Ah vous le pointez bien celui là l'Adler Alex, ex communiste dit-il (laissez nous rire, comme son épouse d'ailleurs), mais qui pour sûr roule pour les puissants: fort contre les faibles et si faible, lavette avec les puissants. A t'il seulement signé la pétition de soutien à Medipart.
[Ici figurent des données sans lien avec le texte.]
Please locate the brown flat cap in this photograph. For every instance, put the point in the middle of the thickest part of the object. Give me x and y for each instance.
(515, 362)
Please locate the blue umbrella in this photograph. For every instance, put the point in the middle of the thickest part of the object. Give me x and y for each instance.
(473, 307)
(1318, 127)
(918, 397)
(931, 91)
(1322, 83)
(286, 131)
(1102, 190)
Que nani, il n'en est pas, trop bien en relation avec le palais et le conseiller spécial minc.; entre le gros et le mince c'est l'entente cordiale, la trilatérale; la bande joyeuse d'illuminati à l'oeuvre proche du peuple, croyant nous berner, mais " no pasaran ", pas plus berné par son soutien auprès de bouche junior que du sarcophage nain, comme pas plus berné que de vils propos tenus contre Hugo Chavez: sa tête de turc ! Ah ça me fait plaisir que vous l'ayez bien épinglé.
Une information qu'il était bienvenu de faire connaître.
Bonjour, D'accord avec vous sur la forme mais qu'est ce que cela veut dire au fond ? Qu'entendez vous par "Plusieurs fois par semaine, je pense que l’expérience bolivarienne tourne mal, tout en continuant se révéler prometteuse à d’autres égards" ? Quels sont ces égards ? Cela relève du même délire des cubanomaniaques du monde diplo qui nous explique qu'au moins à Cuba, ils ont tous fait des études à la différence des autres pays d'amsud, horriblement corrompu à la solde de l'Empire et nianiania...ce n'est qu'un discours de complaisance odieux, la réalité c'est que la majorité des cubains rêvent de se barrer de leur île, sauf les masos et les membres du parti. A t on seulement le droit de dire que Chavez est un vulgaire caudillo populiste dont on découvrira dans quelques années combien il a détourné des caisses de l'Etat (qui sont vides au demeurant aujd...) ET dire que Uribe est également un populiste, sans doute corrupteur et corrompu ?
En voilà une intervention qu'elle est bonne!
" Dés lors tous les Alexandre Adler de l'Univers s'en donne à coeur joie." Voilà une jolie formule bien à propos.
Mais ce serait aussi bien comme cela "... s'en donnent à coeur joie"
Bien vu ! Mais notre Alexandre Adler n'est-il pas unique ?
A propos d'Uribe, il s'est passé quelque chose de très étonnant. Quelques jours avant la libération d'Ingrid Bétancourt, il se trouvait en grande difficulté, car l'opposition avait pu prouver que son élection avait été acquise grâce à l'achat d'un vote ( élection indirecte). L'opposition essayait d'obtenir sa destitution, avec quelques chances de succès. Mais la libération d'Ingrid Betancourt est venu miraculeusement sauver Uribe de cette mauvaise passe. On doit pouvoir retrouver cette histoire dans les archives du Monde.
Je complète mon précédent post : Le Monde est spécialisé dans les articles à charge contre Chavez, avec une mauvaise foi extraordinaire, notamment sur cette histoire de droit à la réélection, comme si c'était un signe de dictature !.